By Paddy Ryan

 

As a nine-year-old sitting on the hard bench beside Donie, I didn’t envy his natural athletic prowess, his skill with a ball or his sweet rendition of popular songs learnt from older siblings. But I was green with envy at the stuff he regularly got in the American parcels.

There was the day he produced a shiny red and silver Roy Rodgers outfit that had a long holder for the silver gun. His copious school bag also contained the finishing touch of a black cowboy hat with golden tassels.

Over sixty years later, I can still see the lot laid out before me like sacred vestments.

Of course, the morality of cowboys and their treatment of unfortunate native Americans was something that would come much later. I don’t recall the exact details of the transaction and how I managed to obtain the Roy Rodgers outfit but I feel it could have been the shiny half-crown given to me by a generous uncle.

That was as close as I got to the American parcel but Donie had several aunts in Chicago — a city that sounded like Aladdin’s Cave to a nine-year old. While his American parcels must have contained clothes, they were of little interest except recalling the colourful ties that his father wore to Mass.

Of much more immediate interest were the comics that Donie waved like golden nuggets in the school playground. I wonder if those aunts knew the joy they put into their boxes of stuff to cross the Atlantic?

Many years later, when I read the late John Healy’s terrific tale of ‘Nineteen Acres’, it was a revealing insight into the American parcel. Growing up near Charlestown, County Mayo, he recalled the family regularly receiving American parcels.

Years later while working as a journalist he visited his aunts in New York who had sent the parcels. To his amazement, he discovered that most of the stuff that reached his home had been bought in a local pawnshop and then sent to Mayo.

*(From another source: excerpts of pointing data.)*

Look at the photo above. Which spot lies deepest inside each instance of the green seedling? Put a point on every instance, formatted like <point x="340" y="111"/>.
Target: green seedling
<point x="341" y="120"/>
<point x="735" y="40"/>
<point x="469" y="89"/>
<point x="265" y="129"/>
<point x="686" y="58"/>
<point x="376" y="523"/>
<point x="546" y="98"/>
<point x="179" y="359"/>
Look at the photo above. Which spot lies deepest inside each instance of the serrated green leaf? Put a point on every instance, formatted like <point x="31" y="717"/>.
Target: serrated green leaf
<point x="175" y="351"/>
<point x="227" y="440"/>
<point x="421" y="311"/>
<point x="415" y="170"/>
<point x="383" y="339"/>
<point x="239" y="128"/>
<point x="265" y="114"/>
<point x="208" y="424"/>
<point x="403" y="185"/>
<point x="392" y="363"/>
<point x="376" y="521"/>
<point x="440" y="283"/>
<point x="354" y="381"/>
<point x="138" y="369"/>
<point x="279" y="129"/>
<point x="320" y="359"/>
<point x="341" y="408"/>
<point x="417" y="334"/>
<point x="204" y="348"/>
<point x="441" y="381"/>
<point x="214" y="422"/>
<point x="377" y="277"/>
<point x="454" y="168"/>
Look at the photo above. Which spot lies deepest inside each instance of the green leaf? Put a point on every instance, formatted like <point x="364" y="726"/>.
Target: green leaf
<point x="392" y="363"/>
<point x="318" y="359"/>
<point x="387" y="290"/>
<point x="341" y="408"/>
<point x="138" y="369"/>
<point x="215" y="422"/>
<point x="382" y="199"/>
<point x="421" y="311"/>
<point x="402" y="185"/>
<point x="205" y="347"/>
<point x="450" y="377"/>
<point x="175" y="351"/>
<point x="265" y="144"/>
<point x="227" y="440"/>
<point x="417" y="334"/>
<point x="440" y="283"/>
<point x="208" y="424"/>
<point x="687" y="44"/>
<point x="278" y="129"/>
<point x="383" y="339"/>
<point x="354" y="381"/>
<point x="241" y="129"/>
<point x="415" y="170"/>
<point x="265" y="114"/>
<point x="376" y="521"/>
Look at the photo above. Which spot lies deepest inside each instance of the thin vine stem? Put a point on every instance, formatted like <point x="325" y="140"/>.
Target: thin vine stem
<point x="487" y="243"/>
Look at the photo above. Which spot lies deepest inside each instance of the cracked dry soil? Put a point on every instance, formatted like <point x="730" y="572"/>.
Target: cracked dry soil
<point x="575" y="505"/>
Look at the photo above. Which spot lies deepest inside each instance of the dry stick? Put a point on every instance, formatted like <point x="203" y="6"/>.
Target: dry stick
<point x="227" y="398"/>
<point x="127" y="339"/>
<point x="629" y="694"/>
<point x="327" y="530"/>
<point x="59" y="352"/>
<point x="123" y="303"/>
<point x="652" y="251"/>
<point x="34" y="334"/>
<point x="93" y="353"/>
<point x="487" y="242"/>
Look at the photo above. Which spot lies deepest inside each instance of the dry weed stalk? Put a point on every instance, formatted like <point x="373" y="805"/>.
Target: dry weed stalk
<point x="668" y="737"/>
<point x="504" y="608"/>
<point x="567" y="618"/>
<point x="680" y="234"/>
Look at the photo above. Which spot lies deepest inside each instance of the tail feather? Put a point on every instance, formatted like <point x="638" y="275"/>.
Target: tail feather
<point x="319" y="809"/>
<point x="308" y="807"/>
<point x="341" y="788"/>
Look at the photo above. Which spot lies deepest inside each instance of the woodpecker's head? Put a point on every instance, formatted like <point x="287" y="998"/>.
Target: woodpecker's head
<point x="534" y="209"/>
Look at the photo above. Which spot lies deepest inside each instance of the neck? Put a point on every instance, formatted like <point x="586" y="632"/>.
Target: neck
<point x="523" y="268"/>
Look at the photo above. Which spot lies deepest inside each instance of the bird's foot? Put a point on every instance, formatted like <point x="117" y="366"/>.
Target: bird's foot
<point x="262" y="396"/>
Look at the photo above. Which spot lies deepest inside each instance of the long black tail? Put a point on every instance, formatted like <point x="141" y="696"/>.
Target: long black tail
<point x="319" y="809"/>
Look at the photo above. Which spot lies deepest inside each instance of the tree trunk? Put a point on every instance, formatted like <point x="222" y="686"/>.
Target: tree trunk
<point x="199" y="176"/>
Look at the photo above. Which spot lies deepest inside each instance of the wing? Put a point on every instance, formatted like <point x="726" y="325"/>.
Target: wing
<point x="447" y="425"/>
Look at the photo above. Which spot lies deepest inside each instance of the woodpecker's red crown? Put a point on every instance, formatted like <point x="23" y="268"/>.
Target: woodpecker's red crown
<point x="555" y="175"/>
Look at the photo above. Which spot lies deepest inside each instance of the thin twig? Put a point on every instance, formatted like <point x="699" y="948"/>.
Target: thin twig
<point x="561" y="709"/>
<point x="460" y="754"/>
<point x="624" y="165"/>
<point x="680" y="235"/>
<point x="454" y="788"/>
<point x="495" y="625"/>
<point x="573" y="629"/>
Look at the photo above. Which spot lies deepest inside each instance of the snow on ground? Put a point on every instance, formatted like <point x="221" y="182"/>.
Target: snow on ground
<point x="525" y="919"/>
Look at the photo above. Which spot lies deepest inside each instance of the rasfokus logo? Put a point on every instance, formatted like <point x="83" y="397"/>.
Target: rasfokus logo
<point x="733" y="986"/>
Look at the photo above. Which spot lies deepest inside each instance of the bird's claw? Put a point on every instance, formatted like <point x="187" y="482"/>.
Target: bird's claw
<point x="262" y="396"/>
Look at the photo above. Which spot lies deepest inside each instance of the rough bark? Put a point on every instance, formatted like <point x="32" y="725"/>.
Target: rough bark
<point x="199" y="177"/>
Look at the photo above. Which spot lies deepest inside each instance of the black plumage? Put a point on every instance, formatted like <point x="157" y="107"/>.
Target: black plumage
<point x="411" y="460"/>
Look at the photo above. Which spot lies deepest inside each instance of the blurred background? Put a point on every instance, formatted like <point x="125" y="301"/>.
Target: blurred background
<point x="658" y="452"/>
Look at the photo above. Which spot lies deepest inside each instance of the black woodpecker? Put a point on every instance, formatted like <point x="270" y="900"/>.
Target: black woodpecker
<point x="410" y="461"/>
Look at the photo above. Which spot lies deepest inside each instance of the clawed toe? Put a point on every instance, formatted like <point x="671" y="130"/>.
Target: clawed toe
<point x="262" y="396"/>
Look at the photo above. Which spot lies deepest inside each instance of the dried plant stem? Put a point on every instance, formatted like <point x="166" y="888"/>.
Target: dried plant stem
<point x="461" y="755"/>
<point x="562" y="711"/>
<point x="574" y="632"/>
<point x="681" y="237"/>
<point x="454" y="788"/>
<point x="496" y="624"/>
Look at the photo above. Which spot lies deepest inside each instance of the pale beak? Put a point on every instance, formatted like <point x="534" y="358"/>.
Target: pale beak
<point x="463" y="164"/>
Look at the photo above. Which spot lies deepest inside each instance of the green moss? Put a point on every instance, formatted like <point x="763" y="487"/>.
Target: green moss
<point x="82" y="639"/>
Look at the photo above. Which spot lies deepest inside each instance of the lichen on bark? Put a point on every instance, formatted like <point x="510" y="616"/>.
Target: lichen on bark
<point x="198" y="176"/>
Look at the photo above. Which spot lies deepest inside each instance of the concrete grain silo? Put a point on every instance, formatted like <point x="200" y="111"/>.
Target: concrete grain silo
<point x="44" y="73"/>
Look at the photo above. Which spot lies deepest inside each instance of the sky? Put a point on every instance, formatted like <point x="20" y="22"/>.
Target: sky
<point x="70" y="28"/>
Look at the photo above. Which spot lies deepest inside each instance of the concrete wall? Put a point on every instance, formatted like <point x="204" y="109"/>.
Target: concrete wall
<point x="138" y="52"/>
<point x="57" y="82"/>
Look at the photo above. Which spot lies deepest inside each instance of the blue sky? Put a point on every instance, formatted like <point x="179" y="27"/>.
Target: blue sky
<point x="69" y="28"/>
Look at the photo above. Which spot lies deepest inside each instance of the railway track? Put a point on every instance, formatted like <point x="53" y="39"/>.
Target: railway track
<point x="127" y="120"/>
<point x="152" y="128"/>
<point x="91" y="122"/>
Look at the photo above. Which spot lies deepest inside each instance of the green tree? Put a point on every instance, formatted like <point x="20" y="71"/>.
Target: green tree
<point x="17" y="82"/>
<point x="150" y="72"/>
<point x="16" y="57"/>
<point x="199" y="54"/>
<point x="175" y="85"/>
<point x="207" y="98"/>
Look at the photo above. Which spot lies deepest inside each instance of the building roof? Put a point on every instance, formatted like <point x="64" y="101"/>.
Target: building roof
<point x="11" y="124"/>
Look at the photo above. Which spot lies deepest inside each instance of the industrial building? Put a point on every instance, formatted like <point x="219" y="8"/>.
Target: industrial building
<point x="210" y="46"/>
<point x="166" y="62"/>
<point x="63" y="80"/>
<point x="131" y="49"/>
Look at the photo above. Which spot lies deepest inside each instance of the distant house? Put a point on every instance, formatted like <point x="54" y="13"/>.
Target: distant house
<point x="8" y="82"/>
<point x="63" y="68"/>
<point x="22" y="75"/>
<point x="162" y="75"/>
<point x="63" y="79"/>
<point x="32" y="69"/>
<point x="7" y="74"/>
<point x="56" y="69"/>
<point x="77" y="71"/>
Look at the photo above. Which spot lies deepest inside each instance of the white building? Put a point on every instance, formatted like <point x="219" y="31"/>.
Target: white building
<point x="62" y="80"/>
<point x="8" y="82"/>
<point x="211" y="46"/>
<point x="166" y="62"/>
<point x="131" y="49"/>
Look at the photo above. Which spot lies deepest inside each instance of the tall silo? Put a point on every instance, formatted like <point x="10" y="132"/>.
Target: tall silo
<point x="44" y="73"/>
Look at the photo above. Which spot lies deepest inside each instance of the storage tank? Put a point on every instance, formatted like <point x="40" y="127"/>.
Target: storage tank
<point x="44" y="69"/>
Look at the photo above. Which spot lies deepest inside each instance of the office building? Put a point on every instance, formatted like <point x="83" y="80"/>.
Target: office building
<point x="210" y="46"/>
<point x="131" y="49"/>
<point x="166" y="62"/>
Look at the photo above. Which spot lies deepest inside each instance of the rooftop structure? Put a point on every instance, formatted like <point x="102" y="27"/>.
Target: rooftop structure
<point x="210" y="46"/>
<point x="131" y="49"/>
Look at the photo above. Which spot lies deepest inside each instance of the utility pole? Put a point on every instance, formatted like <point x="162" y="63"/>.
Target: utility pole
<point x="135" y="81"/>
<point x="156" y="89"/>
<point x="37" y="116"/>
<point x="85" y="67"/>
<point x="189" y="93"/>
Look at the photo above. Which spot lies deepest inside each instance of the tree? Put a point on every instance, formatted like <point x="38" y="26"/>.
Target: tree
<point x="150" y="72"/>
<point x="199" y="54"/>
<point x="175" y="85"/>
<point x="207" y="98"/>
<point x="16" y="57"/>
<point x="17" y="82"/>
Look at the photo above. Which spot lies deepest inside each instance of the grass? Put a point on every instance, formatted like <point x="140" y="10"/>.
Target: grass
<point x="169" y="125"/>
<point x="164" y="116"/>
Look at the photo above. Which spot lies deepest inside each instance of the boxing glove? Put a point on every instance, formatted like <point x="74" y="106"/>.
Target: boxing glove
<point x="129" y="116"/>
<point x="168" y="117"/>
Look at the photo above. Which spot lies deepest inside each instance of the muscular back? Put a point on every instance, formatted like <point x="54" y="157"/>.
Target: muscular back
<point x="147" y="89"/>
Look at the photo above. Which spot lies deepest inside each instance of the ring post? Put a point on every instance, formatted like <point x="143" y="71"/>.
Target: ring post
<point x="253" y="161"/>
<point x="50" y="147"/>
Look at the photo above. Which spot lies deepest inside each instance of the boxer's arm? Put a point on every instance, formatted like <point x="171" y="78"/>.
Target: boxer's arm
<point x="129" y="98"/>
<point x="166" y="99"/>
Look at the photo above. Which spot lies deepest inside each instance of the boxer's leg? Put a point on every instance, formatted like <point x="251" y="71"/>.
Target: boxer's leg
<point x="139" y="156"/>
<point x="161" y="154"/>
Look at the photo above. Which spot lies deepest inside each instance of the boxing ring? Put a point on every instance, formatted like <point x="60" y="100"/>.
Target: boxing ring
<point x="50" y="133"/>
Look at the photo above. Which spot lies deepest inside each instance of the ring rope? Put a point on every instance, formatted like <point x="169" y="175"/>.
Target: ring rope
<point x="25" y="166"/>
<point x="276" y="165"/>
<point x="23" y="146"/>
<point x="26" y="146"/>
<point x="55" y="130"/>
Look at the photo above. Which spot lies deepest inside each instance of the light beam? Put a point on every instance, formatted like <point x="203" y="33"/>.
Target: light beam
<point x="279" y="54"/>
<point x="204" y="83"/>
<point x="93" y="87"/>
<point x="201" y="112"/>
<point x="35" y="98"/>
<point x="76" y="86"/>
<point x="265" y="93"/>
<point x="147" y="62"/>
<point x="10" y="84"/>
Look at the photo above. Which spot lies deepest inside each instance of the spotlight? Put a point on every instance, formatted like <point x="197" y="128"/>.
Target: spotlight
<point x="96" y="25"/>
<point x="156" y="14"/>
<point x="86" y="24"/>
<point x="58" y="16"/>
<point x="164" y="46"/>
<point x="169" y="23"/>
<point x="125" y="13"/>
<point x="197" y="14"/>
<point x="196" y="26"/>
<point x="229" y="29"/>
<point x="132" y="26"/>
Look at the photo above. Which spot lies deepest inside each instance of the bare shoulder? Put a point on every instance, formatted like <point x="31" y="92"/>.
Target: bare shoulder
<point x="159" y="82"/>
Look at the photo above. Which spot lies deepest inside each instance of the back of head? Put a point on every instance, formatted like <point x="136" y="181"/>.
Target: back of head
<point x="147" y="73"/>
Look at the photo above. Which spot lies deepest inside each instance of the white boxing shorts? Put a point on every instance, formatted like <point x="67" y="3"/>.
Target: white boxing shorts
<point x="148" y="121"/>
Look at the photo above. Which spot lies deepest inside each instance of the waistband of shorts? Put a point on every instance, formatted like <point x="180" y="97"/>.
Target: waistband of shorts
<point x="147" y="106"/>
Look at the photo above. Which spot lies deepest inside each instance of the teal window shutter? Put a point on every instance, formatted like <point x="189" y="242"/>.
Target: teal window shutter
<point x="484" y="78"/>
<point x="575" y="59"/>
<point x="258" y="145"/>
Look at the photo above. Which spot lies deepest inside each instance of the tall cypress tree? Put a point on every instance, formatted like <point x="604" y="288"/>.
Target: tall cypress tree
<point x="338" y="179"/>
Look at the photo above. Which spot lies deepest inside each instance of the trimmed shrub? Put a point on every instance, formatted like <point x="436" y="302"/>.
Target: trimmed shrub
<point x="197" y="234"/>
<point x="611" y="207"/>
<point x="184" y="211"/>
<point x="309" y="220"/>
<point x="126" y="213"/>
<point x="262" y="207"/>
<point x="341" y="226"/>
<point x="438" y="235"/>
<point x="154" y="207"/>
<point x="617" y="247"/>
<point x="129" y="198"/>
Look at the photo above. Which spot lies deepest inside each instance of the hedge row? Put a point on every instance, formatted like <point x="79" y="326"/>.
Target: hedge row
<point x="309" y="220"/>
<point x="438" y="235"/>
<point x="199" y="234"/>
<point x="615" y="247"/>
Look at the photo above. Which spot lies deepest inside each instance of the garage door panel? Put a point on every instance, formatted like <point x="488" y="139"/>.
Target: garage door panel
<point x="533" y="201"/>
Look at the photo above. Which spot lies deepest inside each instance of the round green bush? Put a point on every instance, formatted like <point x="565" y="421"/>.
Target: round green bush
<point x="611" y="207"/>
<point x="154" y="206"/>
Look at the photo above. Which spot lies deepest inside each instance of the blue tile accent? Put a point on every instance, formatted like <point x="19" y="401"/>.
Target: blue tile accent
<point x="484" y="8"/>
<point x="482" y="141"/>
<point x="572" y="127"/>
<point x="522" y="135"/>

Perhaps it was karma that saw me, later, working in the Foreign Parcels Post in Dublin where I became intimately acquainted with the American parcels.

Indeed, a special section was devoted to them. All of them bore a Customs declaration, affixed by the sender, declaring their contents as ‘used clothing.’ Which indeed was nearly always true when the random checks were done and their contents laid out.

I recall that most of these that came through Dublin were for Mayo, Galway, Leitrim and Donegal. I’m sure many a child, like my friend Donie, was thrilled to receive the American goodies. Most of them also contained a few bars of chocolate or as Donie would have described it ‘candy’.

In another quirk of fate, the American parcel — the envy of my 1950s childhood—became a feature in my own household. My daughter was the regular recipient of stuff from her unmarried, maternal grandaunt, who lived in New York.

These contained the prettiest dresses, decorations to ‘dress’ the Christmas tree and on one occasion, when she was eleven or twelve a Swatch watch. I can still recall her delight as she proudly showed off the watch to her friends. I could empathise with their envy. And the bed of Heaven to that dear generous grandaunt who despatched such joy to a child.

While I believed the American parcel to be an Irish phenomenon, I was mistaken. About fifteen years ago at a conference in Oslo, I was seated next to a senior Norwegian official at dinner. Our conversation ranged from Norway during WWII to her aunts and uncles who had emigrated to Pittsburgh, Pennsylvania.

She went on to relate how as a child during and after WWII, she looked forward so much to the Pittsburgh parcels and the joy they gave her with American comics, candy and pretty clothes not available at home.
And I was reminded again of that red and silver Roy Rodgers outfit being carefully unwrapped from the great American parcel.